Katsmeow
Give me a museum and I'll fill it. (Picasso) Give me a forum ...
- Joined
- Jul 11, 2009
- Messages
- 5,308
It's not about jailing them permanently. It's about behavior modification. It's about not pouring an equal amount of money into housing a few and offering "services" that don't change anything.
Step back and ask yourself why this mess did not exist 50 years ago? What's changed? As far as I can tell, it's tolerance of bad behavior and enabling addictions. It's not letting people feel the consequences of their actions. It's NOT writing the check to institutionalize people that cannot function that we used to write.
Yes, let's do ask why this didn't exist 50 years ago. One reason is that long term mental hospitals more or less vanished. At one time people with mental illness, chronic addictions, etc. were institutionalized often for long periods of time. The problem was that they were often not treated, just warehoused. At one time, there were no effective treatments available. But, then there were more treatments available.
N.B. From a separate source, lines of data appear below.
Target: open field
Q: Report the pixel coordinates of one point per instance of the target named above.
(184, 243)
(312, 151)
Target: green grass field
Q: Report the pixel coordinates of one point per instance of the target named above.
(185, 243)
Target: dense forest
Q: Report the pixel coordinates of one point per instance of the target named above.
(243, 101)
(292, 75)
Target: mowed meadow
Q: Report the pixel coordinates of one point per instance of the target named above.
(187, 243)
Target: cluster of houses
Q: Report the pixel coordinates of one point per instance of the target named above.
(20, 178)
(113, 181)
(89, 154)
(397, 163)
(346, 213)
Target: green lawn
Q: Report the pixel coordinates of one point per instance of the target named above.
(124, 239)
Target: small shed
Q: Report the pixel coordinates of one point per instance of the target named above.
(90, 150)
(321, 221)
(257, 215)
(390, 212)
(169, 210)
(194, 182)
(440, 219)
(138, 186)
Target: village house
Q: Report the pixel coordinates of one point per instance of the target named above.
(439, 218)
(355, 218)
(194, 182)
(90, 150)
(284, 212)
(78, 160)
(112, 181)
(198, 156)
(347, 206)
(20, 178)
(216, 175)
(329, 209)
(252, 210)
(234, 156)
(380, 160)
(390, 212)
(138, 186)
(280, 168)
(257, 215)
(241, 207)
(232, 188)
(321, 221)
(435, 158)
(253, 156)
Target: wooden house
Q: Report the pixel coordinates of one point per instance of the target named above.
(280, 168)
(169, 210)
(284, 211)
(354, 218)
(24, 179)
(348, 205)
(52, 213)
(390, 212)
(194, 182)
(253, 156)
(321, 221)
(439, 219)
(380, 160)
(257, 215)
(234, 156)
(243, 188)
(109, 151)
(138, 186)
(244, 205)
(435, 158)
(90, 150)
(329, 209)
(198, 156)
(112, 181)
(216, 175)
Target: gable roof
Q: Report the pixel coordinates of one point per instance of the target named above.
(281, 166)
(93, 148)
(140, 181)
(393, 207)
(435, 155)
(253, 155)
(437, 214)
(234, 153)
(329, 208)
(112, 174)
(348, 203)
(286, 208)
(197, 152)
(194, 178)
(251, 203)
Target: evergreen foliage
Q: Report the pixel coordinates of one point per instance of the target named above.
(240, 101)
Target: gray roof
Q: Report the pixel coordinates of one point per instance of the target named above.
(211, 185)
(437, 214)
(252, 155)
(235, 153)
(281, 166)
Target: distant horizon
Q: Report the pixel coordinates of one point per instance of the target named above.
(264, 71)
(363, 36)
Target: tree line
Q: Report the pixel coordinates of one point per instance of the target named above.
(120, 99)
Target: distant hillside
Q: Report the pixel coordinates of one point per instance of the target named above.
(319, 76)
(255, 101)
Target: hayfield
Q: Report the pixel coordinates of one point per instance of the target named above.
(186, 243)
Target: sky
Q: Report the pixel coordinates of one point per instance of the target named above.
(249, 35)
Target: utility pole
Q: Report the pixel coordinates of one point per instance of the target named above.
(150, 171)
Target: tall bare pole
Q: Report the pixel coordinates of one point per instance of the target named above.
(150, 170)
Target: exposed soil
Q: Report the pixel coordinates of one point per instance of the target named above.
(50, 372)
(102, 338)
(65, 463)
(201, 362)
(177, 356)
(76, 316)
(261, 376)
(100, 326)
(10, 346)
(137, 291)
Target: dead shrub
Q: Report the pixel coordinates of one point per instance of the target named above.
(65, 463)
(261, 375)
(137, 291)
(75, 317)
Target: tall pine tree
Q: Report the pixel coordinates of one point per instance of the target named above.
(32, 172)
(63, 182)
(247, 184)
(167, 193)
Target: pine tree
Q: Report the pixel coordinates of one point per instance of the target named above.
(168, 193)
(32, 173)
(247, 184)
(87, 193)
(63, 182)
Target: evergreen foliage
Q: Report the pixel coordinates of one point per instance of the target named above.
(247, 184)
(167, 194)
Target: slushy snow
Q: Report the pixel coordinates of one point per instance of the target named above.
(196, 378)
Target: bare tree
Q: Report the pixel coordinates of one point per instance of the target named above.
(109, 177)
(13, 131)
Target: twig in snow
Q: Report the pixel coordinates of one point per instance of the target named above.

This is a be careful what you wish for. There was a push to treat these people. And, eventually, it was ruled that you couldn't just warehouse without treatment the non-dangerous mentally ill. Many advocates celebrated that victory thinking it would mean that the non-dangerous mentally ill would receive treatment.
But, that isn't want happened. What happened was that they were simply released to the street. These were often people with serious mental illness/addiction. The idea that they are going to get a job and be able to get and keep it is, well, not accurate.
I have a daughter with mental illness (she does work actually but it is a struggle for her and she often loses jobs then has to find a new one, etc). Anyway, I remember one time when she was hospitalized and was about to be released -- she wasn't dangerous to others or herself at that moment. She still had a mental illness though. Anyway, we were picking her up from the hospital. I asked what they would have done if we didn't do it.
It was simple. They were going to give her a bus ticket and then simply release her to the street. She would have walked out of the hospital with the clothes on her back, a prescription (no money to fill it) and a single bus ticket. They would have given her the address to a group home that she could stay at...if she had the $700 or so that it cost to go pay for a month.
Even if she was functioning well enough then to work, it isn't that easy to do when you have no address and not a penny to your name. That single bus ticket doesn't do a whole lot for you.
I mean we can say that people who are addicts have made bad choices. But, that doesn't cure the addiction in the meantime. Mental illness itself is often a matter of bad luck.
That does not, by the way, mean that it is a good thing to give cash to the homeless. A better thing is to try to help them to get to a homeless shelter or place to get a meal (but, no, many won't accept that either due to mental illness or substance abuse). I once knew a guy who gave out transportation to a food pantry or homeless shelter. I forget the details and how he did it, but it seemed a better choice than giving out cash.